The US Federal Reserve's latest entry in the well-stocked pantheon of governmental blunders might not be the most harmful of the bunch, but it must be among the most embarrassing.
Quarantined dollars will make a costly bonfire
And you think you have money problems.
Well, did you hear about the recent goof by the US Federal Reserve, the latest entry in the well-stocked pantheon of governmental blunders? It might not be the most harmful of the bunch, but it must be among the most embarrassing.
What happened is that the Fed spent more than a decade making over the US$100 bill, coming up with a snazzy new look for the greenback complete with a 3D security strip and colour-shifting images that were designed to make it nearly impossible for counterfeiters to create phonies.

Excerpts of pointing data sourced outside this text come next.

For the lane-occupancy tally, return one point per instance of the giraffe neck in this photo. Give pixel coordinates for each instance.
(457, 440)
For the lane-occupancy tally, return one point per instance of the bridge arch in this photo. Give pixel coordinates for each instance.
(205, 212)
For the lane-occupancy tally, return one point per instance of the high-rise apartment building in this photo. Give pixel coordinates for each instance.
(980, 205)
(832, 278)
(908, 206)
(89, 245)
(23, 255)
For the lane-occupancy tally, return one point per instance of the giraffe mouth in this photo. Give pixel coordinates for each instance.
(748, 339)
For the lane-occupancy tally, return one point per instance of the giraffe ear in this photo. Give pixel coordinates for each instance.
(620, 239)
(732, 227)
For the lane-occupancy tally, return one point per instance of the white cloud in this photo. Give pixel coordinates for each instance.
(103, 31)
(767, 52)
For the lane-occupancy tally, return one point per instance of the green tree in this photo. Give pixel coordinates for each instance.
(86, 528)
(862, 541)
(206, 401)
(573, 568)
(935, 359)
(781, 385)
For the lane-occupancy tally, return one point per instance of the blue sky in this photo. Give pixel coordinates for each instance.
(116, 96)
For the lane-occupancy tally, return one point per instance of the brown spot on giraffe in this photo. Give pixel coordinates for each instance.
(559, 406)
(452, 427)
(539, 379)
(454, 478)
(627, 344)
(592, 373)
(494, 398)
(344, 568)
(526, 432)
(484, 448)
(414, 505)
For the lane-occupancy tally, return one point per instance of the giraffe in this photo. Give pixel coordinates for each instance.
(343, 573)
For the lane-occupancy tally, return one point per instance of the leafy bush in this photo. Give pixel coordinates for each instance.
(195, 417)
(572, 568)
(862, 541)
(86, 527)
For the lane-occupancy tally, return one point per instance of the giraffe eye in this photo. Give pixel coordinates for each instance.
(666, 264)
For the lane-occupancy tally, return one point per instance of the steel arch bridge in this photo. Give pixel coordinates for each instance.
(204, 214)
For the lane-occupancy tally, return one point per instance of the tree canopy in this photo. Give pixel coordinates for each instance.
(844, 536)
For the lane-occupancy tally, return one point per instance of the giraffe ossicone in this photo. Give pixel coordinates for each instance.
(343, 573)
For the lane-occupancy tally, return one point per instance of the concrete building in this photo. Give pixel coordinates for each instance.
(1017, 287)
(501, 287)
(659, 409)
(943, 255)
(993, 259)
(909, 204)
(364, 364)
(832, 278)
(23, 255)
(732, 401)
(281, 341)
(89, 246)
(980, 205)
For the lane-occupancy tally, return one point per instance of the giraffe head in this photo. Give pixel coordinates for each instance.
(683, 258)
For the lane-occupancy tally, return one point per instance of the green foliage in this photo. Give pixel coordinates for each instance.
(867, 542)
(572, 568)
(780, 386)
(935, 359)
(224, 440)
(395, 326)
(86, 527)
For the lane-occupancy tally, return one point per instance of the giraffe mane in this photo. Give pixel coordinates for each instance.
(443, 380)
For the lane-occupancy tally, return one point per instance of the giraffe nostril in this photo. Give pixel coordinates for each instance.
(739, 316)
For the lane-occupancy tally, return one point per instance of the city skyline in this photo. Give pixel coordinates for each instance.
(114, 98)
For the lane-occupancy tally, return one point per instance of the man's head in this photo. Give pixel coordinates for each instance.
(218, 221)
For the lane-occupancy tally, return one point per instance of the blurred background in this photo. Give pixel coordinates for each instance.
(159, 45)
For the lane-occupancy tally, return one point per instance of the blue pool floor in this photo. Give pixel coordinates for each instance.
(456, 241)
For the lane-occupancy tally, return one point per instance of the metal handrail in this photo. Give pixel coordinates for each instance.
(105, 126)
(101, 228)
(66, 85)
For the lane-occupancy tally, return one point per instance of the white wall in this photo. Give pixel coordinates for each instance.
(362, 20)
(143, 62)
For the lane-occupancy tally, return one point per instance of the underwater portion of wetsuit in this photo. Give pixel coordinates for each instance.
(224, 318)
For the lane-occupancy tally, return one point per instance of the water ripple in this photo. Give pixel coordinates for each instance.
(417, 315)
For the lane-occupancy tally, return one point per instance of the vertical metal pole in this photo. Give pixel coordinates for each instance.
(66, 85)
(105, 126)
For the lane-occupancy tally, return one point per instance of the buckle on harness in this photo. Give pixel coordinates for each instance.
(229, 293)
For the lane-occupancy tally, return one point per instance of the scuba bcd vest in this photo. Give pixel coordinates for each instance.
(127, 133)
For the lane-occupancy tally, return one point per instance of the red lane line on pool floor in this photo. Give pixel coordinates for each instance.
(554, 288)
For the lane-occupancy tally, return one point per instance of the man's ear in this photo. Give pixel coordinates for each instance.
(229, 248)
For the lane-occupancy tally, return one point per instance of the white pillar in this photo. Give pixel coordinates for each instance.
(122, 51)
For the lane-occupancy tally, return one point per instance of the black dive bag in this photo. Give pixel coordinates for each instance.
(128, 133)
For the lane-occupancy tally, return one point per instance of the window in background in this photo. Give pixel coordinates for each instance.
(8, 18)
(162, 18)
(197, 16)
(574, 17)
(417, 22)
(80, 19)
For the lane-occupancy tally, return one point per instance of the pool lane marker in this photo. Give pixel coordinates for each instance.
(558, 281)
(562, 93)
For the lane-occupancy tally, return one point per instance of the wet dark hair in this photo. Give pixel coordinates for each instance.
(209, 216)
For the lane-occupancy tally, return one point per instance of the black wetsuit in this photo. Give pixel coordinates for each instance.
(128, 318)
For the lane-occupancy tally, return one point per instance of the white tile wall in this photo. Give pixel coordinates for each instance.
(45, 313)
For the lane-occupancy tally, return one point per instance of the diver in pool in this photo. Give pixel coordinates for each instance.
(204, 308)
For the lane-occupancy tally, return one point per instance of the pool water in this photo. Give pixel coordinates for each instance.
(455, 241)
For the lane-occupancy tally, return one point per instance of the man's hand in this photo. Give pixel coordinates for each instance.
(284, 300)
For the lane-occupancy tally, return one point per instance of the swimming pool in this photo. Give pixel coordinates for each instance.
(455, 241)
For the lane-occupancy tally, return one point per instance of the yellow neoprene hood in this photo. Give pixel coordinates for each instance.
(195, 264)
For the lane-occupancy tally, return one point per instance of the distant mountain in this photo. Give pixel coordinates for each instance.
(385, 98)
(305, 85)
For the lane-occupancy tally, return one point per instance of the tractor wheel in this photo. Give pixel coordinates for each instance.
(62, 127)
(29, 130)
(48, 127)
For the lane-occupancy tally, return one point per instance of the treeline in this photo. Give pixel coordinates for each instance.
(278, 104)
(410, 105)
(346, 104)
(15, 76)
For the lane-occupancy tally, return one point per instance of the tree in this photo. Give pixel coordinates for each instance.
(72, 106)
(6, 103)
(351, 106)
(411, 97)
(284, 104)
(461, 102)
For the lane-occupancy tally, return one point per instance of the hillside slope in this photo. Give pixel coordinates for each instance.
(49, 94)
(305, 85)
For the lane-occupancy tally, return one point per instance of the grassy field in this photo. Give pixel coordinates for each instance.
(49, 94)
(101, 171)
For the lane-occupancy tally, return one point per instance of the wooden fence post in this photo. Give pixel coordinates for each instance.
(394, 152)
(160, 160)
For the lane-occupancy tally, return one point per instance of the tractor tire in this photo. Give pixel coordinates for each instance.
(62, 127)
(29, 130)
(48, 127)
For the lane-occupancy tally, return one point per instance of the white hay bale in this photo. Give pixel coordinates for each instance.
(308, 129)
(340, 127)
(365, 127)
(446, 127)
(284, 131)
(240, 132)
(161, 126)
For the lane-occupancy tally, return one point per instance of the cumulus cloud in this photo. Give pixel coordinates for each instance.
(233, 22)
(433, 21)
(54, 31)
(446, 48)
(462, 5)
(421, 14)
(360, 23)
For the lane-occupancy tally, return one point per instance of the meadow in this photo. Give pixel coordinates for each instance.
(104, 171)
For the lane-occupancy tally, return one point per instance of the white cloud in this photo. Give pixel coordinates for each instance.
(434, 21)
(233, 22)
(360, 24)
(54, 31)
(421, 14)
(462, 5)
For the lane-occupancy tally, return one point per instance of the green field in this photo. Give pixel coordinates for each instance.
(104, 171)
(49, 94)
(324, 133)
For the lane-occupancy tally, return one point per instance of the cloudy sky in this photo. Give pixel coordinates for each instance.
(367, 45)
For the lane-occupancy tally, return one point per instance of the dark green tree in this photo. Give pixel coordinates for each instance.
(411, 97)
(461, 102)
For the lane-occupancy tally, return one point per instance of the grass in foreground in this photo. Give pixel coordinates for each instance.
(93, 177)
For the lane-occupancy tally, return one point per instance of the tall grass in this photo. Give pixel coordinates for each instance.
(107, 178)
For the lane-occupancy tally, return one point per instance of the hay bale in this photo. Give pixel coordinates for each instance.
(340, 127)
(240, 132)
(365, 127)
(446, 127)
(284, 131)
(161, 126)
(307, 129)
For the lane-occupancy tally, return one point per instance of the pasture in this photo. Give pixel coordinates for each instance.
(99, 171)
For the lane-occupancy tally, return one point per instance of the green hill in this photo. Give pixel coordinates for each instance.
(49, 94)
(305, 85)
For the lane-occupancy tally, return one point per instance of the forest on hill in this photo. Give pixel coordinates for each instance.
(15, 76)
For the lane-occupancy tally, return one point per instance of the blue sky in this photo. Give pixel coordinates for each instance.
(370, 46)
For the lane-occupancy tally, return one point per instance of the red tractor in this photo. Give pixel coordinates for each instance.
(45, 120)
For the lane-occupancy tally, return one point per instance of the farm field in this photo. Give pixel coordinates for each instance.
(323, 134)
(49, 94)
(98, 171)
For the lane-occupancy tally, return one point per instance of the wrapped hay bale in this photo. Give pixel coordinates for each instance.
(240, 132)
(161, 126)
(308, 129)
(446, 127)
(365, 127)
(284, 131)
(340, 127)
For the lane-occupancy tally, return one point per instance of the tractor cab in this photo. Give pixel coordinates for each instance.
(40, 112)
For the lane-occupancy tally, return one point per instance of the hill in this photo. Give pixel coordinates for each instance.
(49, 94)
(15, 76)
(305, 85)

The problem is that the legitimate printing presses were not equipped for the new currency either, except no one realised this one small snafu until after they had spit out more than one billion bills. It seems that some of the papers were creased during production, creating a blank space on the paper and rendering them unusable. It is hard not to wonder how it was not caught earlier - like after, say, the first million or two rolled off the presses.
Memo to future historians looking for the perfect metaphor showing the US government's inability to lift the economy out of recession: you can now call off the hunt.
The total value of the contaminated bills: about $110 billion (Dh404bn), or more than 10 per cent of the entire US cash supply. The funky money is now "quarantined", according to US media, and will eventually be burnt. That is one costly bonfire.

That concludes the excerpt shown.